Se há expressão popular adequada para descrever a actuação do actual governo socialista é “correr atrás do prejuízo”! A mais óbvia dessas correrias é a apregoada “reforma das florestas”, que nunca se fará a sério, apesar mais de uma centena de mortos nos incêndios do Verão passado, e que é o contrário daquilo que António Costa preconizava quando era ministro da Administração Interna. Ora, se essa é a mais patética dessas medidas cozinhadas à pressa, o caso mais descarado é o comportamento absurdo do ministro da Defesa perante o roubo de Tancos sem que o primeiro-ministro o ponha na rua… Na realidade, este governo não tem outra política que não seja sobreviver até às próximas eleições, nem aliás podia ser de outro modo, dada a incompetência da maioria dos seus membros multiplicada pelas guerrilhas movidas pelos dois sustentáculos da “geringonça”.
Entretanto, a comunicação social vive desses “casos”, entre os graves e os risíveis, desde o grave estado do Sistema de Saúde e a dívida colossal da CP ao mistério de Tancos. A única política do governo é lançar “informações” deliberadamente confusas a fim de medir o pulso à “opinião publicada”, como a “reversão das novas freguesias” de que se falava há dias… Como todos sabemos, a única prática que conta é a orçamental. O resto são efeitos colaterais. Os últimos episódios desta farsa contínua são as condenações verbais do primeiro-ministro contra as “desigualdades salariais” e os gritos “esquerdistas” contra a declaração de Mário Centeno acerca da pretensa “saída limpa” da Grécia de um resgate que lhe custou três vezes mais do que o nosso…
Ora, sucede que o governo lançou há menos de uma semana uma das suas habituais “atoardas” a fim de apalpar o terreno. É assim que o PS governa. Segundo o Público (16 de Agosto), fonte desconhecida terá declarado que o gabinete do ministro das Finanças “está a ultimar o projecto para equiparar o regime do sector público ao sector privado”, passando a permitir que os funcionários públicos se reformem depois dos 70 anos. Porquê? O jornal não diz… Habituados a que o governo não dê ponto sem nó, por que razão se lembrou ele desta? A primeira ideia que vem ao espírito das pessoas conscientes da situação crítica do sistema de pensões foi qualquer coisa do género: “eles” querem manter os funcionários a trabalhar a fim de não lhes pagar as pensões e, com essa manobra, poderão aumentar as pequenas pensões em 5 euros…
Porém, quando o mesmo jornal revela no dia seguinte que “são cada vez menos os que só se aposentam aos 70 anos”, pergunta-se o que anda o governo a fazer? A estatística do Público é confusa mas, refazendo as contas, confirma-se que tem havido menos funcionários a reformar-se por limite de idade nos últimos anos de crise: são pouco mais de 4% dos reformados (3.600 em 80.000 de 2012 a 2017) e estão concentrados nas carreiras mais qualificadas.

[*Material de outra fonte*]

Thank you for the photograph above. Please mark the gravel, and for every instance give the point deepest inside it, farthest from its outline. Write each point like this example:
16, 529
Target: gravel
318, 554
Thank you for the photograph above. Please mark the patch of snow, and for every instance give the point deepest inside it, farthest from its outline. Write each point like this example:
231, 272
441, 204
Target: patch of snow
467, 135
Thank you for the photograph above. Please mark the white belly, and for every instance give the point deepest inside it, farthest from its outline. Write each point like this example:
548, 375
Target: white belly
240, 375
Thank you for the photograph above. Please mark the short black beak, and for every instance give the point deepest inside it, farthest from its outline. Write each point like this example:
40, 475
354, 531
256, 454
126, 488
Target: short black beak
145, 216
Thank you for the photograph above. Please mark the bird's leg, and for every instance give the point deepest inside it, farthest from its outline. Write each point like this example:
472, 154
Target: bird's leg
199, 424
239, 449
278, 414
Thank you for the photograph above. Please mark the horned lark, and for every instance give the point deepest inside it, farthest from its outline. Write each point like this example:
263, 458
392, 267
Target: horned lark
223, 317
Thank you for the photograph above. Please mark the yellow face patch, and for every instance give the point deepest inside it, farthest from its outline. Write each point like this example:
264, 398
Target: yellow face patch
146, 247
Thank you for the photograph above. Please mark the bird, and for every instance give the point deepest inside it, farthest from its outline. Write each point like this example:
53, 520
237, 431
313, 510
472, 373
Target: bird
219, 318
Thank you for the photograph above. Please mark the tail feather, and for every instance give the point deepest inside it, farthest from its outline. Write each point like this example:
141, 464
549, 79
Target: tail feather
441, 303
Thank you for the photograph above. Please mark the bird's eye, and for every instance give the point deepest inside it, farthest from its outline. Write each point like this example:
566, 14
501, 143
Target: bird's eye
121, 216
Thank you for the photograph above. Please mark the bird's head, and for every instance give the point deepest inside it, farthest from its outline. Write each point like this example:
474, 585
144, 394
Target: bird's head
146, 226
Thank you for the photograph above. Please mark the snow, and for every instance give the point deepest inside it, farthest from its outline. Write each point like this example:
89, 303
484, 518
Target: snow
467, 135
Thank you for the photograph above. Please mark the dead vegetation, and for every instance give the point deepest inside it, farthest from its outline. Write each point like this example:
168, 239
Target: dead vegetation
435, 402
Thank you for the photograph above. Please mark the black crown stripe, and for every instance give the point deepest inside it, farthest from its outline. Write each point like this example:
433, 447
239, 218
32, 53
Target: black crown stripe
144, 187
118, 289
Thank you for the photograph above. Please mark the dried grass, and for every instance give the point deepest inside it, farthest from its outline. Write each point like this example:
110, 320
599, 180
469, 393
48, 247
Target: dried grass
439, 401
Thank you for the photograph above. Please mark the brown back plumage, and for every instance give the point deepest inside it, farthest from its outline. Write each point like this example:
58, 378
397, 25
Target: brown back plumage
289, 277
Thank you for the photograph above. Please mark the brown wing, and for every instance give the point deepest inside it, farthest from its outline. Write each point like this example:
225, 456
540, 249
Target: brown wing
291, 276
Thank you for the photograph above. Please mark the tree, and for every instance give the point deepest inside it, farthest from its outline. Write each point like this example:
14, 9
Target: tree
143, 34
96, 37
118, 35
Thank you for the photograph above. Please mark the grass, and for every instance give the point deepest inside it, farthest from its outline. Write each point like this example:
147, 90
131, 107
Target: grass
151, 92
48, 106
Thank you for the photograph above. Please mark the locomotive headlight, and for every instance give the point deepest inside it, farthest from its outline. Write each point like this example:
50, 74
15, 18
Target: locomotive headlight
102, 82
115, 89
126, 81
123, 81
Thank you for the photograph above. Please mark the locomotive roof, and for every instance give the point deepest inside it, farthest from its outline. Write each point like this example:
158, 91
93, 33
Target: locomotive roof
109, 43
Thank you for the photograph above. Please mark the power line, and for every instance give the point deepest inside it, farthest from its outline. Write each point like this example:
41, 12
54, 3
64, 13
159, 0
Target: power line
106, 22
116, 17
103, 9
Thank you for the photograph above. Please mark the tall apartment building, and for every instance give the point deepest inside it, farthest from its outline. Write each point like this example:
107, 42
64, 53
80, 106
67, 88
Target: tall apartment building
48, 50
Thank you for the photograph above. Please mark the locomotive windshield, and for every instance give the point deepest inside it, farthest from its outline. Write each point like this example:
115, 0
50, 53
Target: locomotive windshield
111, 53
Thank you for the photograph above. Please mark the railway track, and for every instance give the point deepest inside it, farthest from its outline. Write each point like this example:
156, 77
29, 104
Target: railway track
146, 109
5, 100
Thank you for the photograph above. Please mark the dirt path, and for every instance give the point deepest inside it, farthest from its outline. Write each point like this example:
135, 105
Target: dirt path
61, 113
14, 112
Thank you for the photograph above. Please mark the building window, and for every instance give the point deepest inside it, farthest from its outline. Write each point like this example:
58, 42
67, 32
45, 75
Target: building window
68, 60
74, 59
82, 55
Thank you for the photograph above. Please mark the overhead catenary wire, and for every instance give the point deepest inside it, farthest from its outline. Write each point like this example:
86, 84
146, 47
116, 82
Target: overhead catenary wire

É caso para perguntar se não haverá aqui um lobby de correligionários do governo que espera chegar ao topo da hierarquia salarial pública e continuar a receber o seu ordenado antes de o ver reduzido a uma pensão bem menor? A verdade é que, pouco antes de a troika ser chamada, ainda existia a possibilidade de alguns funcionários públicos continuarem a trabalhar para lá dos 70 mediante justificação perante o ministro da pasta. O mesmo tem aliás acontecido com médicos aposentados que continuam a trabalhar no SNS, acumulando determinada remuneração com a pensão.
Portanto, ao contrário do que os media dão a entender, os motivos do governo não são meramente libertários. Quanto a mim, as motivações do governo são um misto de aparentes poupanças com que o governo poderia comprar mais uns tantos pequenos pensionistas e, provavelmente, a pressão desse lobby de activistas partidários que se têm apoderado da Função Pública como garantia de pensão em fim de carreira. Ora, uma questão como esta não pode ser decidida desta maneira oportunista!
Acabar ou não com a aposentação compulsória dos funcionários públicos não é uma questão de “liberdade individual”. Tal decisão tem de atender a três princípios: primeiro, o sistema público é efectivamente diferente do privado mas, se os funcionários do Estado são afastados após os 70 anos, os assalariados do sector privado também perdem o vínculo laboral aos 70 e dependem do acordo patronal para continuar a trabalhar; em segundo lugar, é irresponsável minimizar o estado de falência a prazo do actual sistema de pensões; finalmente, sendo em princípio o prolongamento da vida activa uma coisa boa para o envelhecimento galopante da população portuguesa, esse prolongamento arrisca-se a deixar cada vez mais jovens fora do mercado de trabalho. Pessoalmente, não tenho confiança neste governo para tomar uma decisão fundamentada a respeito de um assunto tão importante!